After getting lost another two times, Harry felt that he was beginning to understand the basic rule for navigating the ever-changing maze that was Hogwarts, namely, ask a painting for directions. If this reflected some sort of incredibly deep life lesson he couldn't figure out what it was.

The green study room was a surprisingly pleasant space with sunlight streaming in from windows of green-stained glass that showed dragons in calm, pastoral scenes. It had chairs that looked extremely comfortable, and tables that seemed very well-suited to studying in the company of one to three friends.

Harry couldn't actually walk straight through and out the door on the other side. There were bookshelves set into the wall, and he had to go over and read some of the titles, so as to not lose his claim to the Verres family name.

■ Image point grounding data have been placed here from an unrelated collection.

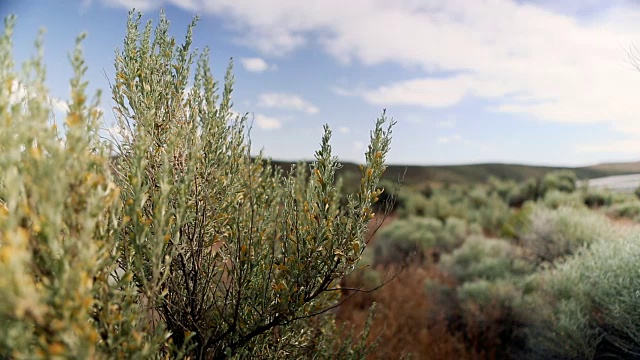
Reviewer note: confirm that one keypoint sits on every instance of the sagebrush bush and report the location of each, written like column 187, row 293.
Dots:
column 560, row 180
column 628, row 209
column 174, row 241
column 595, row 198
column 418, row 236
column 481, row 258
column 555, row 199
column 528, row 190
column 554, row 233
column 588, row 305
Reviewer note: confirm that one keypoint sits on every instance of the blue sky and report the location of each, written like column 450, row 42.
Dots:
column 535, row 82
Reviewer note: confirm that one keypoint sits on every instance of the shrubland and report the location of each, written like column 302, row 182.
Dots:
column 172, row 240
column 541, row 269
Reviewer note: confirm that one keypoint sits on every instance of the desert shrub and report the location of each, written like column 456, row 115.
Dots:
column 595, row 198
column 627, row 209
column 419, row 236
column 389, row 199
column 481, row 258
column 410, row 319
column 454, row 232
column 555, row 199
column 502, row 188
column 493, row 318
column 517, row 222
column 59, row 227
column 528, row 190
column 491, row 215
column 561, row 232
column 406, row 237
column 181, row 244
column 592, row 303
column 561, row 180
column 412, row 204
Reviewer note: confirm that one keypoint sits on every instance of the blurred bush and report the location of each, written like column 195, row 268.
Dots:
column 481, row 258
column 423, row 237
column 553, row 233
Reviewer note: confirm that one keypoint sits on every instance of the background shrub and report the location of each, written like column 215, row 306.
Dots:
column 483, row 258
column 553, row 233
column 182, row 244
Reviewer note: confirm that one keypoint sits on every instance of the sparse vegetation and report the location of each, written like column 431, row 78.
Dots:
column 173, row 241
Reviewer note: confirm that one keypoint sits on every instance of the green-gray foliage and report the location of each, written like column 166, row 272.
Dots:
column 481, row 258
column 589, row 304
column 182, row 243
column 561, row 180
column 553, row 233
column 418, row 235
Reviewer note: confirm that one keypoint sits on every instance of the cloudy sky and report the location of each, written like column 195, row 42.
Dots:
column 536, row 82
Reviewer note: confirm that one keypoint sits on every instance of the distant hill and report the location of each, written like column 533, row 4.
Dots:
column 476, row 173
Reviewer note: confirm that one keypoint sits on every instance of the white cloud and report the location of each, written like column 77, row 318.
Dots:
column 523, row 57
column 449, row 139
column 287, row 101
column 267, row 122
column 446, row 124
column 628, row 147
column 254, row 64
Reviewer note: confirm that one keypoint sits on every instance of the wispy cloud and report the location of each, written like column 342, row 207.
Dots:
column 446, row 124
column 621, row 147
column 267, row 122
column 255, row 64
column 570, row 70
column 287, row 102
column 449, row 139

But he did it quickly, mindful of the complaint about being slow, and then went out the other side.

He was walking down the "big curvy corridor" when he heard a young boy's voice cry out.

At times like this, Harry had an excuse to sprint all-out with no regards for saving energy or doing proper warmup exercises or worrying about crashing into things, a sudden frantic flight that nearly came to an equally sudden halt as he almost ran over a group of six first-year Hufflepuffs...

...who were huddled together, looking rather scared and like they desperately wanted to do something but couldn't figure out what, which probably had something to do with the group of five older Slytherins who seemed to be surrounding another young boy.